In defence of what the Democrats did, three things must be said. First, their "lies" campaign was unofficial, carried out mostly by immature zealots. The Democratic National Committee did not produce (nor did its candidate John Kerry endorse) any equivalent of the Tories' new campaign poster, which shows Mr Blair against a blood-red background, with the slogan: "If he's prepared to lie to take us to war, he's prepared to lie to win an election". Second, it was arguably Republicans who started the cycle of mud-slinging years earlier, with their campaigns to tar Bill Clinton as "Slick Willie". Finally, the Democratic crusade to paint Mr Bush as a liar had a Machiavellian justification. It was very successful in driving up voter enthusiasm and attracting volunteers and contributions.

But it must also be remembered that the Democrats lost the US elections by several million votes. The problem is that small-d democratic politics is a realm in which it often pays to be vague rather than precise. Those who demand perfect clarity from their opponents wind up hoist by their own petard when they cannot provide such clarity themselves. That is what happened in the American election. Mr Kerry saddled himself with an illogical position on the Iraq war. He claimed to favour the Iraq intervention, since to do otherwise would have cost him the votes of moderates. But he also claimed to oppose every single war decision made by Mr Bush, since to do otherwise would have cost him the huge contributions of money and time by all those voters sputtering with anger at Mr Bush's "lies".

This is Mr Howard's predicament exactly. On one hand he admits to having backed the war. On the other, he objects either that Mr Blair went to war "without a plan" (in which case Mr Howard's own backing does not look particularly sensible) or that he should have levelled with Britons and given them another rationale for going into Iraq (in which case the war Mr Howard thinks was necessary would not have taken place). Charles Kennedy ought to have a much easier time speaking logically on the issue. His Liberal Democrats, after all, have opposed the Iraq war unambiguously from the start. But when Mr Kennedy was asked last week if he would be content to see Saddam Hussein still in power, he replied: "The best outcome would have been if the international order, through the moral authority of the United Nations, had been able to achieve a peaceful Iraq without the war and the invasion taking place." This is hard to argue with. It also happens to be the often-stated position of Mr Blair and Mr Bush.

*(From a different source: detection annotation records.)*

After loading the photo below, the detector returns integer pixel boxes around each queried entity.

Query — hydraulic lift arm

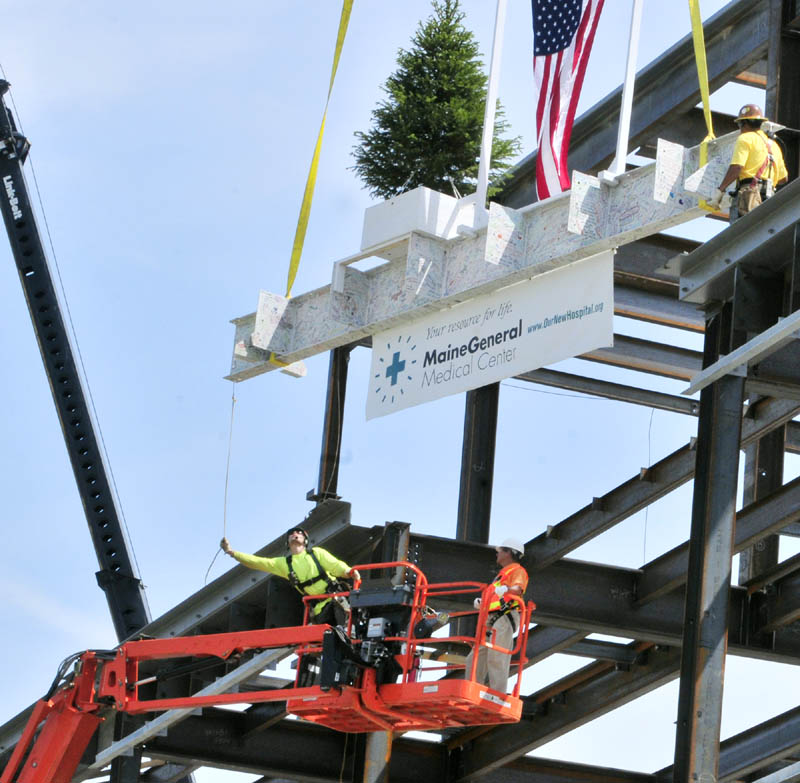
[0,80,150,640]
[0,562,533,783]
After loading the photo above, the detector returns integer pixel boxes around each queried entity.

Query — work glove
[706,188,727,209]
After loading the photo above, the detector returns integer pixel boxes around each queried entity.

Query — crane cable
[689,0,718,212]
[203,384,236,585]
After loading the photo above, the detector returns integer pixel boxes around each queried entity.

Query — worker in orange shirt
[708,103,788,223]
[466,538,528,693]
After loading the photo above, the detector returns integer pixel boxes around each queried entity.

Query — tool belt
[734,177,774,199]
[486,603,519,636]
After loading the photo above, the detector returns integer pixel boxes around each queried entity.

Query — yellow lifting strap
[689,0,716,212]
[284,0,353,302]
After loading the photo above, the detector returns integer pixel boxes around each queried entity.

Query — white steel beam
[227,133,736,381]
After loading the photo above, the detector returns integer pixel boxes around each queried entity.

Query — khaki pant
[736,185,761,217]
[465,612,519,693]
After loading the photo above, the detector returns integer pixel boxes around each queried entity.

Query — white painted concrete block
[361,187,475,250]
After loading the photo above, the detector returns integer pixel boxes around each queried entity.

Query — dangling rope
[689,0,717,212]
[286,0,353,299]
[203,384,236,584]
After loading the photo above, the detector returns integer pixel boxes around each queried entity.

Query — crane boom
[0,80,150,640]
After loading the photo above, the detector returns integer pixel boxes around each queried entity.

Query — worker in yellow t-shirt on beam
[708,103,788,223]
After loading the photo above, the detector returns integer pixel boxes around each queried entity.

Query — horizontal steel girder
[525,399,800,570]
[228,134,735,381]
[148,710,654,783]
[656,707,800,783]
[637,478,800,604]
[456,648,680,783]
[679,180,800,305]
[515,369,700,416]
[579,334,703,381]
[411,533,800,663]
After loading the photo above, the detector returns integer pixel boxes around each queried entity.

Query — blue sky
[0,0,792,771]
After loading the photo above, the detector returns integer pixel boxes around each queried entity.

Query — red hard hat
[736,103,767,122]
[286,526,308,546]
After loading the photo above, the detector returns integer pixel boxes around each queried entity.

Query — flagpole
[604,0,642,177]
[474,0,506,214]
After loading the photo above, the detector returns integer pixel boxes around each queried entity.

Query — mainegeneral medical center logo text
[422,318,522,389]
[372,303,523,414]
[366,251,614,419]
[373,335,417,404]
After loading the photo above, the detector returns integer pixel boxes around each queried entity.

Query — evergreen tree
[353,0,520,198]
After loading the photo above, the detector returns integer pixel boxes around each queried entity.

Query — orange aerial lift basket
[0,561,534,783]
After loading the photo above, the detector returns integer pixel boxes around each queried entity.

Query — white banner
[367,251,614,419]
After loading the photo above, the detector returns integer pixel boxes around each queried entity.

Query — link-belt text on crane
[3,174,22,220]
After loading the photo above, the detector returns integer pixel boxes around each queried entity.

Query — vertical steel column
[353,522,411,783]
[456,383,500,544]
[764,0,800,180]
[673,304,744,783]
[306,345,354,503]
[739,420,786,585]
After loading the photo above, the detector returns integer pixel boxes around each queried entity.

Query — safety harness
[286,546,338,595]
[736,134,775,198]
[486,563,522,633]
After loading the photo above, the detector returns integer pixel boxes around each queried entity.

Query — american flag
[531,0,604,199]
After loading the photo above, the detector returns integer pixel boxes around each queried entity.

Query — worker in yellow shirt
[708,103,788,222]
[220,527,361,625]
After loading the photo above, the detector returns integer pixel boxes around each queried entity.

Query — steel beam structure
[673,305,744,783]
[636,472,800,604]
[308,345,355,503]
[456,383,500,544]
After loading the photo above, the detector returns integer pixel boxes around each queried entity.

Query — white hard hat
[497,538,525,555]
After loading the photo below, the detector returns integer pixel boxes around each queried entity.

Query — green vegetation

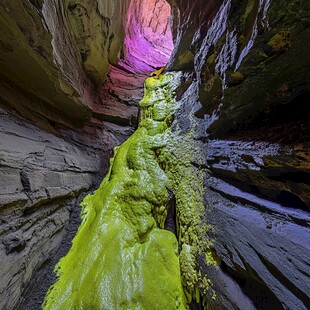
[43,72,215,310]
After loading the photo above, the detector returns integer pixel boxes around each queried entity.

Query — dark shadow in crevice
[221,261,284,310]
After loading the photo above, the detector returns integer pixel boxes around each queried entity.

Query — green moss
[268,30,291,54]
[43,73,215,310]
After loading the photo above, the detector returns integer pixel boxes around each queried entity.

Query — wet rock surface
[0,0,310,310]
[168,1,310,309]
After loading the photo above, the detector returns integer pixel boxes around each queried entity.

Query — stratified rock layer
[0,0,310,309]
[169,0,310,309]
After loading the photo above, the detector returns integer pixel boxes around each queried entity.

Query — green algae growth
[43,72,215,310]
[43,74,186,310]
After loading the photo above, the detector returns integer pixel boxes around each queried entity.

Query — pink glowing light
[119,0,173,73]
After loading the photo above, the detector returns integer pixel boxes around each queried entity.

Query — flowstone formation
[43,72,215,309]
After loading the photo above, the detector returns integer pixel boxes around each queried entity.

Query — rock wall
[0,0,310,309]
[0,0,145,309]
[168,0,310,309]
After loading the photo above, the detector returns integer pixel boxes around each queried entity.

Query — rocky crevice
[0,0,310,309]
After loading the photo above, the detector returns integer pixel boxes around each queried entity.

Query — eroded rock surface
[0,0,310,310]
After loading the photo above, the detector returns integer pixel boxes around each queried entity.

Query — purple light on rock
[119,0,173,73]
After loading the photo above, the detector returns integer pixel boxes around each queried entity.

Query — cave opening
[119,0,174,73]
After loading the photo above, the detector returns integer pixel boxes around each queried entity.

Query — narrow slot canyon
[0,0,310,310]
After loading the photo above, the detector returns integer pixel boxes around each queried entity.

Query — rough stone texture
[0,0,310,310]
[168,0,310,309]
[0,0,172,309]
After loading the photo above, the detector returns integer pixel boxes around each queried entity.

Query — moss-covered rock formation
[44,74,216,309]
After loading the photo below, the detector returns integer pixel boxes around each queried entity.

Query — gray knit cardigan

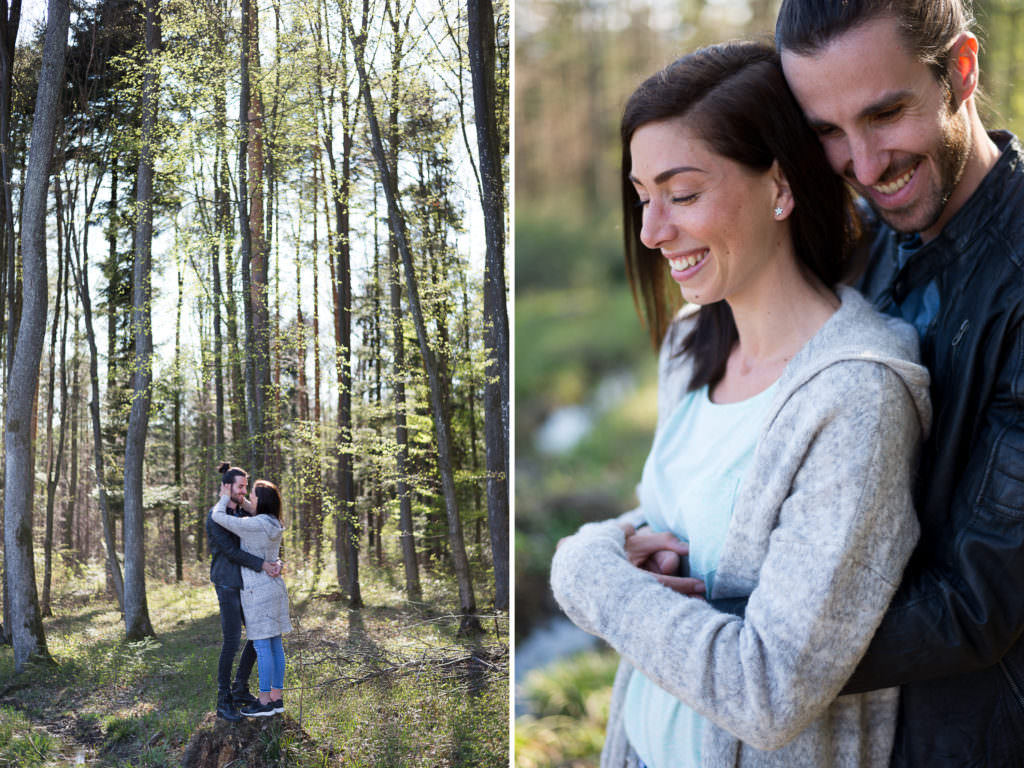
[551,289,931,768]
[211,497,292,640]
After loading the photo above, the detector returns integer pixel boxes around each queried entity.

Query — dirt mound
[181,713,331,768]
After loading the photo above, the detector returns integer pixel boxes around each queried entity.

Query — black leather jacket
[206,508,263,590]
[845,132,1024,768]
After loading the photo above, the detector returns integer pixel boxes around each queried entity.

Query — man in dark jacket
[206,464,281,721]
[776,0,1024,768]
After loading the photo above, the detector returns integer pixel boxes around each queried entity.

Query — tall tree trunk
[469,0,509,610]
[72,210,124,611]
[172,261,185,582]
[40,176,68,616]
[61,309,82,559]
[302,151,324,560]
[124,0,160,640]
[0,0,22,387]
[239,0,270,476]
[4,0,70,672]
[349,20,481,634]
[331,3,367,608]
[210,142,231,454]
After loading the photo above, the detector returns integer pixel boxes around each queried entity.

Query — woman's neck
[712,260,840,402]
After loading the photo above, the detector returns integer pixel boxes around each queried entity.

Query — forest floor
[0,566,509,768]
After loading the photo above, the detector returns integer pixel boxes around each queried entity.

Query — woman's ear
[768,160,795,221]
[948,32,978,104]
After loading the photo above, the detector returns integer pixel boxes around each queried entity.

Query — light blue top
[625,384,775,768]
[890,234,940,338]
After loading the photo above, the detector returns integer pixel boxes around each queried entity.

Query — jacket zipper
[999,659,1024,710]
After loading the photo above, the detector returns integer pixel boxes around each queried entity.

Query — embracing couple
[206,463,292,721]
[551,0,1024,768]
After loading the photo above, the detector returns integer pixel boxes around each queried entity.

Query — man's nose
[847,134,890,186]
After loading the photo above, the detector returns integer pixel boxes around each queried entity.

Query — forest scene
[0,0,511,768]
[514,0,1024,768]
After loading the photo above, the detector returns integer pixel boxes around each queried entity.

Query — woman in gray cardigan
[551,43,931,768]
[211,480,292,717]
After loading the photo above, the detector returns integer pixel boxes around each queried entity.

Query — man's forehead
[781,16,937,124]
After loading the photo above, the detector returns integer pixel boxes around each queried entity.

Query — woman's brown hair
[622,42,856,390]
[253,480,285,524]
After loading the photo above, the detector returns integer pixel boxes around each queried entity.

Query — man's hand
[620,522,706,597]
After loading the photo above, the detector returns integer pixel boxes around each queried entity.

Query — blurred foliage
[515,650,618,768]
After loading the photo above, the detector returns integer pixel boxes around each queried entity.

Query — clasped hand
[618,522,706,597]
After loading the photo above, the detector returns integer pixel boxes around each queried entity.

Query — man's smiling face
[782,16,971,240]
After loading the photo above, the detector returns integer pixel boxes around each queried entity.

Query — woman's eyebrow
[630,165,708,186]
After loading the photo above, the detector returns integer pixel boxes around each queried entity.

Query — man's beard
[865,102,971,234]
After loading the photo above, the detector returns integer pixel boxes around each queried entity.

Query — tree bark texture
[124,0,160,640]
[469,0,509,610]
[349,22,480,634]
[4,0,70,672]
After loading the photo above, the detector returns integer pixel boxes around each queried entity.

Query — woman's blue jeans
[253,635,285,693]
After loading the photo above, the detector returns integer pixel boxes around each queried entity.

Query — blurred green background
[514,0,1024,768]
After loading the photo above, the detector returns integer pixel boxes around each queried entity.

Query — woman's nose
[640,200,675,250]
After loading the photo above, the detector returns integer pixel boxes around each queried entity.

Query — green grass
[515,650,618,768]
[0,565,509,768]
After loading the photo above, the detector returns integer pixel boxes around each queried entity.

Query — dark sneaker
[231,688,259,709]
[242,701,276,718]
[217,698,242,723]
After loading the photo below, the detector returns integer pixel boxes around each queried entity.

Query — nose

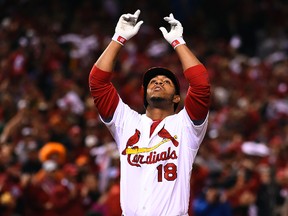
[155,80,164,86]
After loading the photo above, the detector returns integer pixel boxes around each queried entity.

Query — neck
[146,105,175,120]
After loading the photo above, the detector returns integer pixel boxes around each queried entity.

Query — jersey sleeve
[89,65,119,120]
[184,64,210,124]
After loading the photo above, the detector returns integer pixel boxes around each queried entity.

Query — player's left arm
[160,14,210,125]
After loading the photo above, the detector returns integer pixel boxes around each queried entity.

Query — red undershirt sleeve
[184,64,210,121]
[89,65,119,120]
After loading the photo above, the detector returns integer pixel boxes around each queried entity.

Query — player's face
[147,75,180,104]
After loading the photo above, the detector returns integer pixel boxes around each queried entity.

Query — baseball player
[89,10,210,216]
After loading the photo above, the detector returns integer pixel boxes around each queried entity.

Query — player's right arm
[160,13,210,125]
[89,10,143,122]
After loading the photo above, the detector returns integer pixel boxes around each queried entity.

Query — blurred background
[0,0,288,216]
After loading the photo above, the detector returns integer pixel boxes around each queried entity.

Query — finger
[164,17,171,22]
[133,9,141,18]
[168,19,179,25]
[159,27,168,36]
[134,20,143,31]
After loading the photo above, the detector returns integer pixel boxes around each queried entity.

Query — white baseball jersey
[104,99,208,216]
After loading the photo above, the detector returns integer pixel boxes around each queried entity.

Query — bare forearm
[175,45,201,71]
[95,41,122,72]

It is understandable that Mr Blair should be the one called to account for the way reality and myth have grown indistinguishable in British politics. Like Mr Clinton before him, he is the first leader of his country to operate according to the rules of computer-age corporate public relations, taking account of the internet, 24-hour news cycles and precision targeting of media. What is different in Mr Blair's case is that his countrymen have never fully accepted this system of "spin" and political salesmanship, which has been a way of life in virtually every Western country for a decade or two. British resistance to manipulation by political marketers evokes the same kind of response abroad that US outrage over Richard Nixon's electoral chicanery did during the Watergate scandal. For foreigners, it looks like evidence of both an enduring decency and a charming naivety.

When sensational journalism sets the tone of political conversation, with talk of "sexing up", "dodgy dossiers" and "lies", it gets less and less plausible to claim Mr Blair has a monopoly on distortion. Those who monitor politicians have their own version of spin. Scrutiny escalates into abuse.

The Goldsmith memo is set to damage Mr Blair among certain voters. Some will be taking a principled stand against Mr Blair's use of spin. But most will have been hoodwinked into thinking ill of Mr Blair by the spin of others.